Fußball: Aufsteiger muss wieder nach unten, Meisterkicker vergeigten Heimderby
BEZIRK ROHRBACH. Viel Herz, Moral und Kampfgeist zeigte Sportunion mind.capital St. Martin im Mühlkreis beim Saisonfinale der LT1 Oberösterreich-Liga.

Nach etwas mehr als einer halben Stunde daheim gegen die Innviertler Spielgemeinschaft Neuhofen/Ried bereits 0:3 zurück, eroberte der Absteiger noch den 14. Saisonzähler. Albi Muharemi vom Elfmeterpunkt, Thomas Pfoser und Simon Schauberger trafen zum 3:3-Endstand.
Zwei finale Niederlagen
Nur eine Saison Landesligaluft schnupperte Union Julbach. Der Aufsteiger kassierte gegen Sierning eine 0:4-Heimschlappe und muss zurück in die Bezirksliga. Eine vielerorts gelobte Bereicherung für die zweithöchste Spielklasse Oberösterreichs waren die Julbacher aber allemal.

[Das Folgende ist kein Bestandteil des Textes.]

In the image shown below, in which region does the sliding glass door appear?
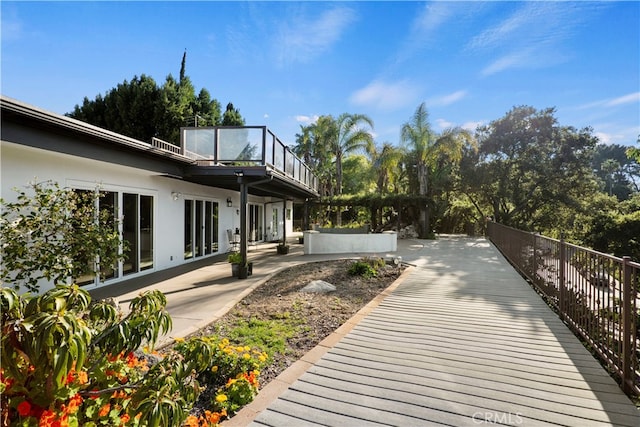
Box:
[184,199,219,259]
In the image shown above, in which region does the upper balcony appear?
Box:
[154,126,318,199]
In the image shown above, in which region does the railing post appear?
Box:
[622,256,634,394]
[531,232,539,287]
[558,233,567,321]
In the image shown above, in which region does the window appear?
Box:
[75,190,154,285]
[184,200,219,259]
[122,193,154,275]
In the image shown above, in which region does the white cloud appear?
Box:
[436,119,484,132]
[295,115,319,124]
[481,51,531,76]
[349,80,418,111]
[427,90,467,106]
[466,1,600,76]
[413,2,452,33]
[460,121,485,132]
[593,132,613,144]
[275,7,356,65]
[436,119,456,130]
[577,92,640,110]
[604,92,640,107]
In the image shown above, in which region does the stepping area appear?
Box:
[235,237,640,427]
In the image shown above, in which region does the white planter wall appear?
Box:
[304,230,398,254]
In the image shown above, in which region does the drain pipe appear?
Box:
[236,175,273,279]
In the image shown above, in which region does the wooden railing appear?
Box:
[487,222,640,395]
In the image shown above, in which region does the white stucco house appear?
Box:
[0,96,318,290]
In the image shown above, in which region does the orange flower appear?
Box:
[204,411,226,425]
[127,353,138,368]
[184,415,200,427]
[38,409,56,427]
[78,371,89,384]
[64,369,74,385]
[67,393,83,414]
[120,414,131,425]
[98,403,111,417]
[17,400,31,417]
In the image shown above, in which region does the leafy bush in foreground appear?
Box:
[0,286,265,426]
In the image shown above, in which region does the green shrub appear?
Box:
[348,261,378,278]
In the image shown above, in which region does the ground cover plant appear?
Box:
[190,257,404,402]
[0,286,267,426]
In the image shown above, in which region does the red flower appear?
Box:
[98,403,111,417]
[17,400,31,417]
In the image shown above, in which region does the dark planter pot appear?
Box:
[237,262,253,279]
[231,263,240,277]
[276,245,289,255]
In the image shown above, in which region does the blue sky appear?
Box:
[0,0,640,145]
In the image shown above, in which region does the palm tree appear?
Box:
[330,113,374,196]
[371,142,404,194]
[400,102,475,238]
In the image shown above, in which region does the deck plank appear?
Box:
[248,239,640,427]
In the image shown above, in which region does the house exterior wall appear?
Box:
[0,140,278,291]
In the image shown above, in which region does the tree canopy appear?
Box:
[67,52,244,145]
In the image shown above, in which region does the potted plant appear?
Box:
[227,252,253,279]
[227,252,242,277]
[276,240,289,255]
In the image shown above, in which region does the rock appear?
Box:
[300,280,336,294]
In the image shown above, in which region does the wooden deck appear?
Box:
[246,238,640,427]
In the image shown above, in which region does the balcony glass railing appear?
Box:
[180,126,318,191]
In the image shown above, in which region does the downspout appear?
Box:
[238,175,273,266]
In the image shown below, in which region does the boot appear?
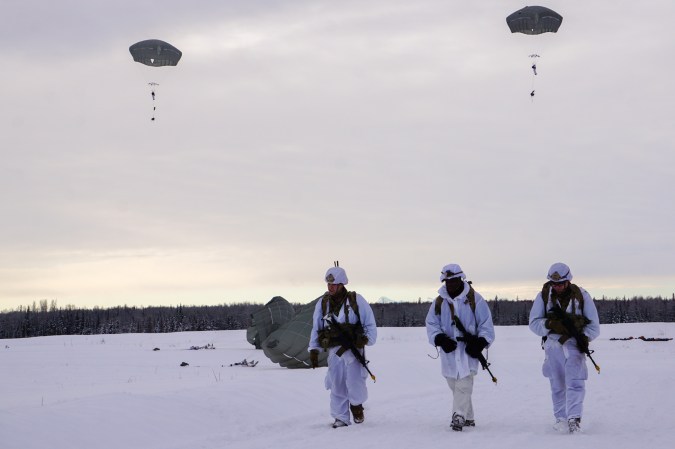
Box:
[450,413,466,432]
[333,418,348,429]
[349,404,365,424]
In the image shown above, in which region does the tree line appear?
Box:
[0,295,675,339]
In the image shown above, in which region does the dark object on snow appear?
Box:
[246,296,294,349]
[610,336,672,341]
[190,343,216,351]
[506,6,562,34]
[262,295,328,369]
[230,359,258,368]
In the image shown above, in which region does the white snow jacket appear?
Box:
[426,282,495,379]
[308,293,377,360]
[530,287,600,344]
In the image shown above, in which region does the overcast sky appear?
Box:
[0,0,675,310]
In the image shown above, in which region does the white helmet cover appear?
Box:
[441,263,466,282]
[326,267,349,285]
[546,262,572,282]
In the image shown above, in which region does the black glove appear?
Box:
[354,334,368,349]
[544,318,569,335]
[434,334,457,353]
[464,337,487,359]
[309,349,319,368]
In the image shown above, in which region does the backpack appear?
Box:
[541,281,584,315]
[321,292,361,323]
[434,282,476,316]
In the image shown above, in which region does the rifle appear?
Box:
[550,304,600,374]
[452,315,497,383]
[329,313,375,382]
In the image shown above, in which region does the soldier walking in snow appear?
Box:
[308,263,377,428]
[530,262,600,433]
[426,264,495,431]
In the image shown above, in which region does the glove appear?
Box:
[309,349,319,368]
[544,318,569,335]
[464,337,487,359]
[434,334,457,353]
[354,334,368,349]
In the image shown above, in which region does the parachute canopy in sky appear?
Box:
[506,6,562,34]
[129,39,183,67]
[246,296,295,349]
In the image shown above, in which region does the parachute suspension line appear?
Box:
[148,82,159,122]
[530,53,540,102]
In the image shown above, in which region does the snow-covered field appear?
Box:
[0,323,675,449]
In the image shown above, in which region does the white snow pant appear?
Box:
[325,349,368,424]
[445,373,474,419]
[542,338,588,419]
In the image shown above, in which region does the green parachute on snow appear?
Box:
[246,296,295,349]
[246,295,328,369]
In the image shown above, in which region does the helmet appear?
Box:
[546,262,572,282]
[441,263,466,282]
[326,267,349,285]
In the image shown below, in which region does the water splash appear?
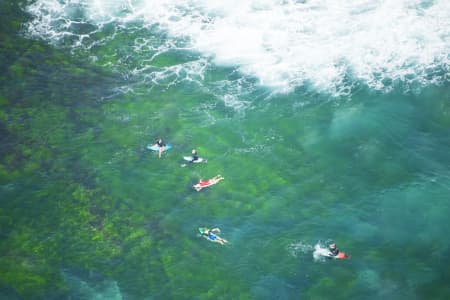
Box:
[26,0,450,96]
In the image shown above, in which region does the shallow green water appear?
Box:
[0,4,450,299]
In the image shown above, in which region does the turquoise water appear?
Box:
[0,0,450,299]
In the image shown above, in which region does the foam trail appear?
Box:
[22,0,450,96]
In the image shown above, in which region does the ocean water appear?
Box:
[0,0,450,300]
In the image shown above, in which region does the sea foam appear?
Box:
[26,0,450,95]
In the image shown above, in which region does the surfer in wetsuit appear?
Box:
[328,243,339,256]
[201,227,228,245]
[191,149,198,162]
[154,138,166,158]
[193,175,225,192]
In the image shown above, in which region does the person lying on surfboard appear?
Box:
[193,175,225,192]
[191,149,198,162]
[198,227,228,245]
[153,138,166,158]
[328,243,350,259]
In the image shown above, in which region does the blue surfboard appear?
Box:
[147,144,172,151]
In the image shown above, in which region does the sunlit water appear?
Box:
[0,0,450,299]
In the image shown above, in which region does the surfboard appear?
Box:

Die Relegation um den Klassenerhalt gegen Bezirksliga-Süd-Vizemeister Vorchdorf spielt mit Doppl-Hart der zweite Liganeuling. Die Askö-Truppe fertigte UFC Pieno Rohrbach/Berg mit 3:1 ab. Für die Hofer-Elf traf Markus Gahleitner.
Meisterlicher Umfaller
Als frisch gebackener Meister der Bezirksliga Nord ging Union 1947 Lembach in das Heimderby gegen TSU Hofkirchen – und hätte sich das Saisonfinale wohl anders vorgestellt. Obwohl Gästekicker Kevin Mairhofer mit einem Eigentor die frühe Führung besorgte, setzte es am Ende noch die fünfte Niederlage in der Meisterschaft 2016/17. Mit einem Traumtor glich Alexander Höglinger aus (52.), Oliver Witt brachte die TSU endgültig auf die Siegerstraße (77.).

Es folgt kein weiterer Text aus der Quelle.